Неожиданно старуха сникла и, горестно вздохнув, прошептала:
— Давай, еще раз — в последний!
Я высоко подбросила «таблетку», и она, сделав вираж, опустилась на квадрат сорок пять. Старуха разволновалась и, стащив с головы шарф, отбросила его на край скамейки.
— Приехали! И чего тебя туда понесло! Жила бы себе спокойно, аи нет! А он-то, гляди: вырядился, как павлин! А ведь сплошное гнилье!
Она погрозила кому-то неведомому палкой и уже спокойней продолжила:
— Однако тень рядом! Побережет тебя.
В моей голове царил хаос.
«Осталась с пустотой. Все-таки встретишь! Сплошное гнилье! Тень рядом!» Обрывочные фразы пронзали мозг и несли с собой множество загадок. Я смотрела на таблицу и пыталась сосредоточиться.
«Мужчины, загадочная она, и все это как-то со мной связано».
Размышления прервала старуха.
— А ты много не думай! Послушала и забудь!
Она встала и, тщательно отряхнув юбку, добавила:
— Вот и освободилась!
«Освободилась? От чего?»
Однако спрашивать не хотелось, хотелось одного — спать. Я словно впала в сомнамбулическое состояние, и в тот момент своей воли у меня не было.
— Теперь проводи!
Тяжело опираясь на палку, старуха пошла к арке, я — за ней. Около арки она остановилась.
— Прощай, голубушка! Может, когда и свидимся.
Я прислонилась к стене. По переулку шли люди, ехали машины. Но все это — серое, безликое, туманное. Казалось, это другая жизнь. В той, в которой жила я сейчас, была только старуха. Хотя нет! Рядом — два ярких пятна.
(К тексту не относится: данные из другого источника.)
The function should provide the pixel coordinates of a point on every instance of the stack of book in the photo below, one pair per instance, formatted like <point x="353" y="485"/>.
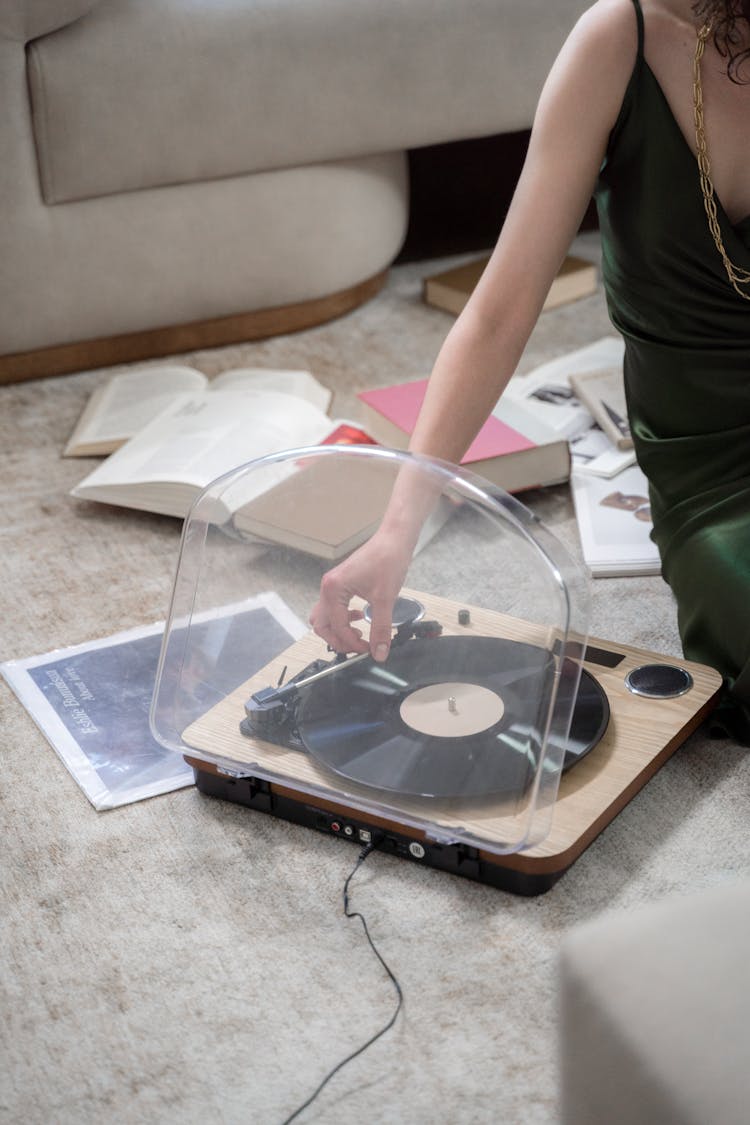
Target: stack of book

Одно из них — джип. Машина притормозила около арки, и я услышала музыку, женский глуховатый смех; почувствовала запах сигарет, дорогих духов. Другое пятно — пожилой мужчина. Он остановился около старухи и спросил дорогу. На нем — коричневый замшевый пиджак, бежевые отутюженные брюки, в руках — большая трость. Трость была такой элегантной, что, несмотря на заторможенное состояние, я ее запомнила: отполированное дерево, ручка из слоновой кости с причудливой резьбой.